По заведенному обычаю, после похорон должны были состояться поминки. В другой раз граф, скорее всего, сразу бы направился домой, но в тот день он поступил против обыкновения, и на то у него были свои причины. Когда похоронная процессия отправилась в обратный путь, к дому маркиза Камамбера, граф велел вознице следовать за другими экипажами.
Поднявшись по широкой лестнице в банкетный зал, где были накрыты столы, граф остановился в нерешительности: ни одного знакомого лица.
— Вы ли это, граф? — раздался приятный голосок за его спиной.
Граф обернулся. Перед ним стояла очаровательная герцогиня Пети Свисс, лучшая подруга и молочная сестра королевы.
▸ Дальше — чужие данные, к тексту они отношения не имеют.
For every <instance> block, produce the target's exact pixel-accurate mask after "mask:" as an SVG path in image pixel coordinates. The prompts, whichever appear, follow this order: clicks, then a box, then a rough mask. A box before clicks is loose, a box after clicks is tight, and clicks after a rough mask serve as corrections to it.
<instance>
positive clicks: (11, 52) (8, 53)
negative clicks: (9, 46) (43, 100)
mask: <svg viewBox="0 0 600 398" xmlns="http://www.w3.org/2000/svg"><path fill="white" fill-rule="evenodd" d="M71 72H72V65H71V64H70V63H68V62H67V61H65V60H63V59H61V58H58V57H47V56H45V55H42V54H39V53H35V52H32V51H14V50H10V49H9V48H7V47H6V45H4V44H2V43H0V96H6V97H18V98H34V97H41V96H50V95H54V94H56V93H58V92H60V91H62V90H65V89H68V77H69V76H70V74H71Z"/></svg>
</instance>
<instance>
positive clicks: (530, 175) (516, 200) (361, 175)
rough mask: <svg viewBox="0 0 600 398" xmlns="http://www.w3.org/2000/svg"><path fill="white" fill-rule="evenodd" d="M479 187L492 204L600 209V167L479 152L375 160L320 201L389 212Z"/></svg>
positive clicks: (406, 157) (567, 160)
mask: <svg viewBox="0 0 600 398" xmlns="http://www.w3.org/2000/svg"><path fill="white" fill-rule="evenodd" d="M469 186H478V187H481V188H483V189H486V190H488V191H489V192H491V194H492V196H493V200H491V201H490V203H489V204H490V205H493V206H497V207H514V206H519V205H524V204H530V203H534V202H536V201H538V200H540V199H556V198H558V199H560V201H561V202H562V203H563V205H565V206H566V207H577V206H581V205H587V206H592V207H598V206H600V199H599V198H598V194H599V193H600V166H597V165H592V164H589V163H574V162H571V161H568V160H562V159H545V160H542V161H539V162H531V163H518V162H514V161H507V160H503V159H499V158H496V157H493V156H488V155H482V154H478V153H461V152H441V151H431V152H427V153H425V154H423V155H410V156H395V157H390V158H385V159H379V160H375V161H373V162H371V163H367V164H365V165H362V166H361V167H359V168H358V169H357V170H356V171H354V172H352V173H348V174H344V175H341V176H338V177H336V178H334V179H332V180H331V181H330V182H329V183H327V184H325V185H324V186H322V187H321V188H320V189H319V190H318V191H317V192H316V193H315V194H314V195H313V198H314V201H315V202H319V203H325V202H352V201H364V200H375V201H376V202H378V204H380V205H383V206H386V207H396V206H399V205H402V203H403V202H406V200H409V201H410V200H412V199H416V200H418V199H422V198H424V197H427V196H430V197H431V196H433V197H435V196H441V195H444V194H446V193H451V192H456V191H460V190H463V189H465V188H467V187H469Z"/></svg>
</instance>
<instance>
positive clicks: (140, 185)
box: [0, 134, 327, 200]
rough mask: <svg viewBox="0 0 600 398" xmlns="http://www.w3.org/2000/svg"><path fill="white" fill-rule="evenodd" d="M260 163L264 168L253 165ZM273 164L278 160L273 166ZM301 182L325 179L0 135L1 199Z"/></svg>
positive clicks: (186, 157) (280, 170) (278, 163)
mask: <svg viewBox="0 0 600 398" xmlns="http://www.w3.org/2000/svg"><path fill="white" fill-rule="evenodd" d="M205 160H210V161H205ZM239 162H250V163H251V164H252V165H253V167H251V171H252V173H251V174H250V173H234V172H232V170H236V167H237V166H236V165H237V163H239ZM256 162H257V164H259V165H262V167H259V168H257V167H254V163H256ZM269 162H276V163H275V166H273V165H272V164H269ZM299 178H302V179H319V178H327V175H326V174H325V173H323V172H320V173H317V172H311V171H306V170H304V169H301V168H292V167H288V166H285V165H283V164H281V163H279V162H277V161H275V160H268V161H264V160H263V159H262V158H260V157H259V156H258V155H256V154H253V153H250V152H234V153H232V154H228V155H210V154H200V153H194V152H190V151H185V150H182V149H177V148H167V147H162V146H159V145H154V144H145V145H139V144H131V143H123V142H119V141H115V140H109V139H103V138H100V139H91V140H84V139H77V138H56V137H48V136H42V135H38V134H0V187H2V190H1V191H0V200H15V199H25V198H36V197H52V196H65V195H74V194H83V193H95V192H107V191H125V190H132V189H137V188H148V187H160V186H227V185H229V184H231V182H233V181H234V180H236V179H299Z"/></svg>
— О, рад вас видеть, блистательная герцогиня, — сказал граф и галантно склонился над милостиво протянутой душистой лапкой. — Вы, как всегда, прекрасны.
Герцогиня кокетливо сощурила глазки.
— Когда это говорите вы, граф, этому хочется верить.
— Чем же я заслужил такое доверие?
— Тем, что всегда говорите правду.
— Ну, положим, не всегда, это бы слишком осложняло мою и без того нелегкую жизнь, но в данном случае я был абсолютно искренен.
Подготовив таким образом почву для дальнейшего разговора, граф задал вопрос, ради которого изменил своей привычке как можно реже появляться на светских раутах.
— Что вы думаете о случившемся, герцогиня?
— О, я безмерно опечалена смертью маркиза. Мы с ним были очень близки.
— Вот как! А мне казалось, что вы его недолюбливали, — закинул удочку граф, который на самом деле и понятия не имел о том, в каких отношениях герцогиня была с покойным маркизом.
— Ну что вы, граф! Только не я. Я находила его необыкновенно интересным. Он был так красив и так восхитительно порочен, что я просто не могла устоять. Влюбилась в него, как девчонка. Да, да, не смейтесь. У нас с ним даже наметился роман, но, к сожалению, оборвался в самом начале.
— Я и не думал над вами смеяться. Просто размышлял, почему это женщины предпочитают мужчин, наделенных всеми известными пороками? Чем им не нравятся такие добродетельные мыши, как ваш покорный слуга?
— Вот и королеве мой выбор не понравился, — серьезно ответила герцогиня, пропуская мимо ушей вопрос графа.
— Она вам об этом сказала?
— Нет, конечно. Для этого она слишком хорошо воспитана. Но однажды я имела неосторожность показать ей одно из писем маркиза, довольно пылкое, надо сказать, и королева не смогла скрыть своего недовольства. Даже пятнами пошла, так была возмущена. Вы же знаете, какая она у нас праведница.